Sommige worpen waarbij tori langer dan normaal op één been moet blijven staan (harai-goshi, uchi-mata e.d.) leiden er vaak toe dat tori na het welslagen van de worp zelf ook komt te vallen. Bij veel worpen is dat in wedstrijdverband ook prima om door te kunnen gaan op de grond. De vraag of de controle door tori in stand blijft zo, en of zo'n worp dus een ippon waard zou zijn, is een andere. Het vraagt wel heel veel souplesse om op één been te staan, én de juiste kracht te zetten met de armen en een been, én na de worp weer snel terug te komen in de juiste voetpositie... De grote meesters kunnen dat, maar veel doorsnee-judoka zijn dan niet zo evenwichtig. En dan speelt er nog iets.
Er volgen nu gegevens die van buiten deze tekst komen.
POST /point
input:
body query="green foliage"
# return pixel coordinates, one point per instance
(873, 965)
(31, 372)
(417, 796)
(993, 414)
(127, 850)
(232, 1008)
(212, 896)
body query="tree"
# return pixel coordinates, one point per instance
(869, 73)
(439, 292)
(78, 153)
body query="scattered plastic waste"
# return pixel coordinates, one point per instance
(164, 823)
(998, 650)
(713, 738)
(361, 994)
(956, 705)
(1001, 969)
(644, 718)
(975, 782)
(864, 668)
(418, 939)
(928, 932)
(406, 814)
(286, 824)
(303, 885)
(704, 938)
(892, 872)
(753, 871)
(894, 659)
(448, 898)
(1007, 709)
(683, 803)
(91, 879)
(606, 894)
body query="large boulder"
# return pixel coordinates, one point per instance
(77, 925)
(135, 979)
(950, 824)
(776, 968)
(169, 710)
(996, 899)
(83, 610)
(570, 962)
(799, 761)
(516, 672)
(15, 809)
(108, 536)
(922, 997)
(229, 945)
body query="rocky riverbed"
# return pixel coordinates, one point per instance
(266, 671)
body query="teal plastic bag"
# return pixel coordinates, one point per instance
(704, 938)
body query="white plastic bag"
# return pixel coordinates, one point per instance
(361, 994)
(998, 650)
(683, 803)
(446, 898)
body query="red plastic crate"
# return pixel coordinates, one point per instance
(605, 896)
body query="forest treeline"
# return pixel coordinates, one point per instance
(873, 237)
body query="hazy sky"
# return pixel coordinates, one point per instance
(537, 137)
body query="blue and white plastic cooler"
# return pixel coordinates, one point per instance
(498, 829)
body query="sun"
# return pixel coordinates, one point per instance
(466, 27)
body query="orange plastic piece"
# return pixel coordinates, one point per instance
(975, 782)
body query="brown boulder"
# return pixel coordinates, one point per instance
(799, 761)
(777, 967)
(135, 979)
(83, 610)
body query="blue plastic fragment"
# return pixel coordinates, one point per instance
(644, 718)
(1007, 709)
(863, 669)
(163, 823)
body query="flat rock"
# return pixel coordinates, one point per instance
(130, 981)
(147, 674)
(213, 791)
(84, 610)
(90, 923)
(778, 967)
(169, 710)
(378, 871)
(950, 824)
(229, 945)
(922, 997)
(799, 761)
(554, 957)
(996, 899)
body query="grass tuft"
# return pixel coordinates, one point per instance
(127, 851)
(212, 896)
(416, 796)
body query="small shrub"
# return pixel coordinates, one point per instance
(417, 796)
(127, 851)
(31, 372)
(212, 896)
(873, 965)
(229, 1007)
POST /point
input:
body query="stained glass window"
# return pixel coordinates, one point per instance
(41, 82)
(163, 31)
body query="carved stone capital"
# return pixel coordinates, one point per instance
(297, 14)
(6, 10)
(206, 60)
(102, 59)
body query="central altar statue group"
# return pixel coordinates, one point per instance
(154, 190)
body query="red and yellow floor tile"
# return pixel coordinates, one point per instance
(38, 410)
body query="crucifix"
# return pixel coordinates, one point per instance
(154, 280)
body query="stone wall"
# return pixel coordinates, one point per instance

Balans in het bovenlichaam

Er is een nog andere berekening van toepassing op kuzushi en de zwaartekrachtwerking, die door sommigen  'triangulatie' wordt genoemd. Het is een wat excentrieke theorie, maar het lijkt geen onzin. Het bovenlichaam van de judoka kan vrij bewegen, tijdens de pakking of in de verdediging. De vraag is: wanneer raakt de judoka uit balans en krijgt de zwaartekracht vat op het bovenlichaam? Is te berekenen wanneer het bovenlichaam zijn balans verliest?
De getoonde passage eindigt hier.